テザーはオンラインマーケットプレイス「Whop」に2億ドルを投資し、企業評価額を16億ドルとし、ステーブルコインによる支払いの加速を目的としている。この取引の一環として、Whopはテザーの仮想通貨ウォレットツールを統合し、1,840万人のユーザーが銀行やカードネットワークに依存せず、USDTやUSATなどのステーブルコインを直接保有・取引できるようにする。Whopによると、同マーケットプレイスの参加者は年間約30億ドルを稼いでおり、総取引額は月次で約25%増加しているという。この資金調達はラテンアメリカ、欧州、アジア太平洋地域への拡大を支援し、分散型金融インフラを活用した貸借ツールを導入することで、テザーの1,850億ドル規模のUSDTステーブルコインを日常的なオンライン商取引にさらに浸透させる。

用語解説
  • Stablecoin: 米ドルなどの資産に連動させることで価値の安定を維持し、価格変動を抑えるよう設計された仮想通貨。

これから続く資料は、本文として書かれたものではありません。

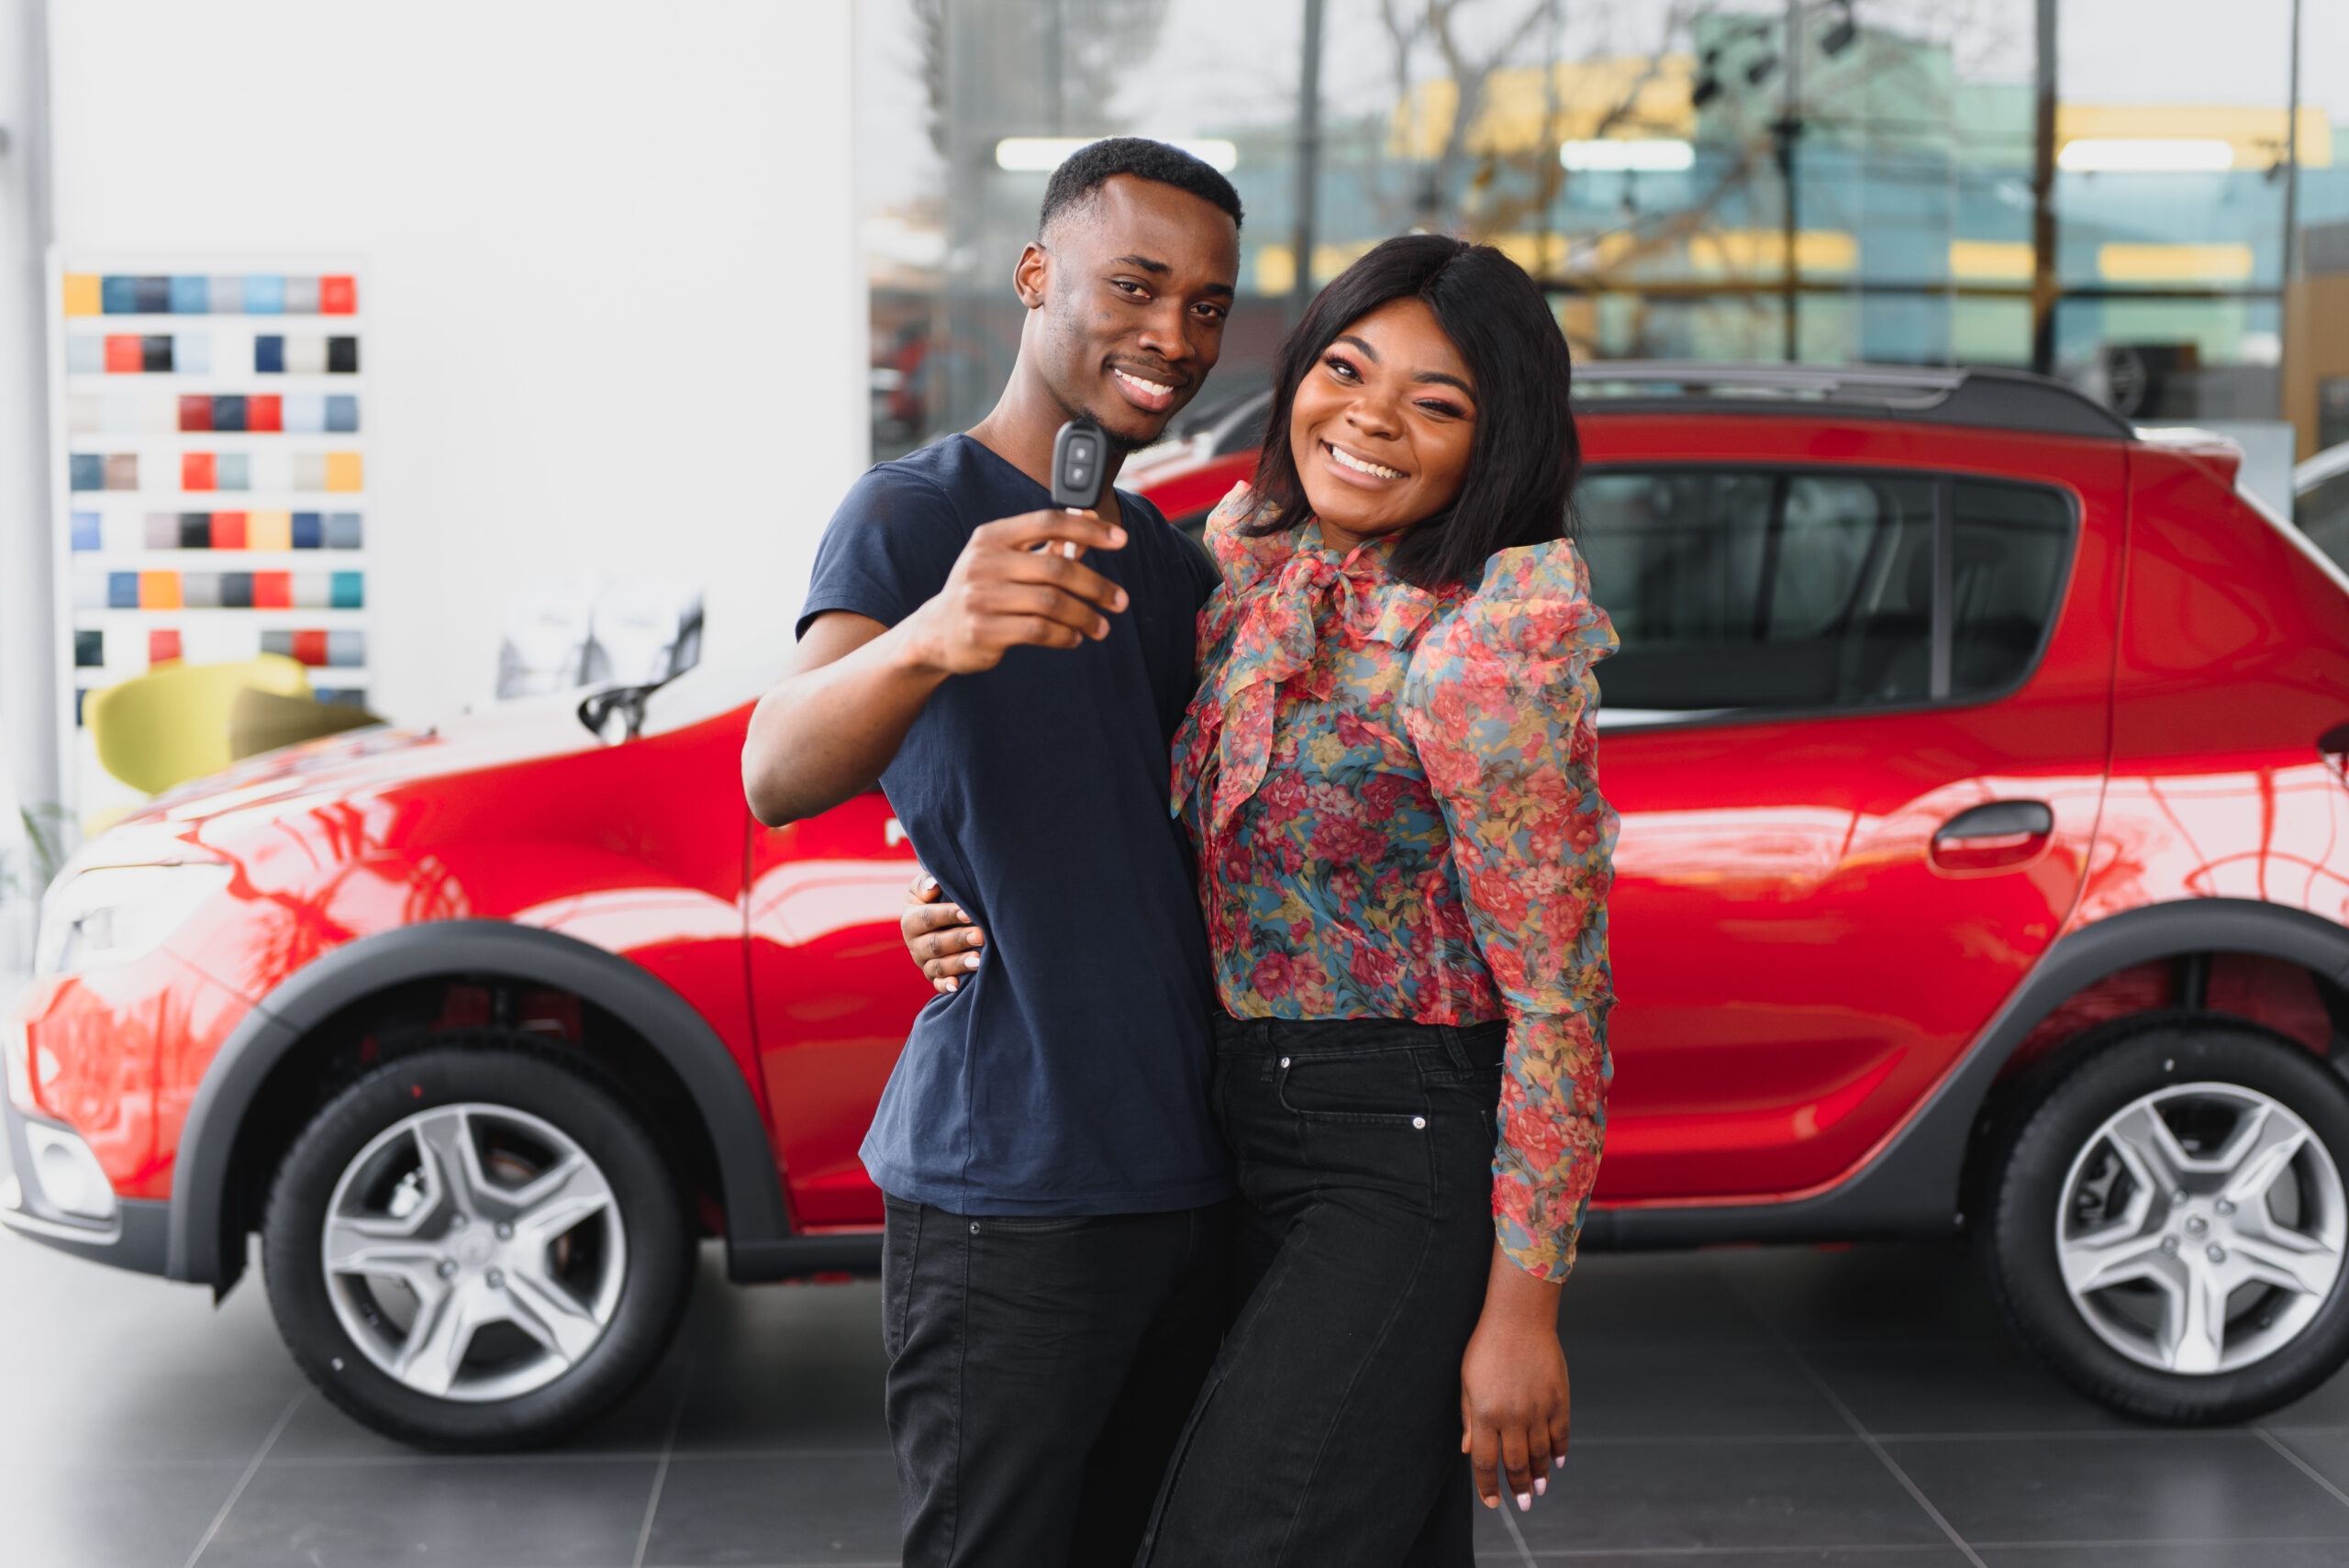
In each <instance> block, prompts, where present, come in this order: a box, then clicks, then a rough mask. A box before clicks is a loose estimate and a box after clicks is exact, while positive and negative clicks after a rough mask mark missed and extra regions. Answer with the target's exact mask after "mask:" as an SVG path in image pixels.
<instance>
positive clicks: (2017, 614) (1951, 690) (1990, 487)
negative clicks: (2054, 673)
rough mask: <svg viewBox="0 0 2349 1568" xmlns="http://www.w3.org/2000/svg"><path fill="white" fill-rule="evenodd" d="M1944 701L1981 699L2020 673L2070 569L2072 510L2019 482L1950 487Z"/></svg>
mask: <svg viewBox="0 0 2349 1568" xmlns="http://www.w3.org/2000/svg"><path fill="white" fill-rule="evenodd" d="M1952 500H1954V505H1952V519H1954V523H1957V528H1954V530H1952V542H1954V549H1952V552H1950V556H1952V580H1950V695H1952V697H1987V695H1992V692H2001V690H2006V688H2008V685H2013V683H2015V681H2020V678H2022V676H2025V674H2030V667H2032V660H2034V657H2037V653H2039V643H2041V641H2044V638H2046V631H2048V622H2053V617H2055V599H2058V594H2060V592H2062V580H2065V568H2067V566H2069V563H2072V507H2067V505H2065V500H2062V498H2060V495H2055V493H2053V491H2041V488H2039V486H2027V484H1983V481H1973V479H1961V481H1957V484H1954V486H1952Z"/></svg>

  • USDT: テザーが発行する米ドルにペッグされた主力ステーブルコインで、供給量は1,850億ドルと報告され、デジタルドル取引で広く利用されている。
  • Decentralized finance: 銀行などの伝統的仲介機関を介さず、貸付や借入などの金融サービスを実現するブロックチェーンベースの金融インフラ。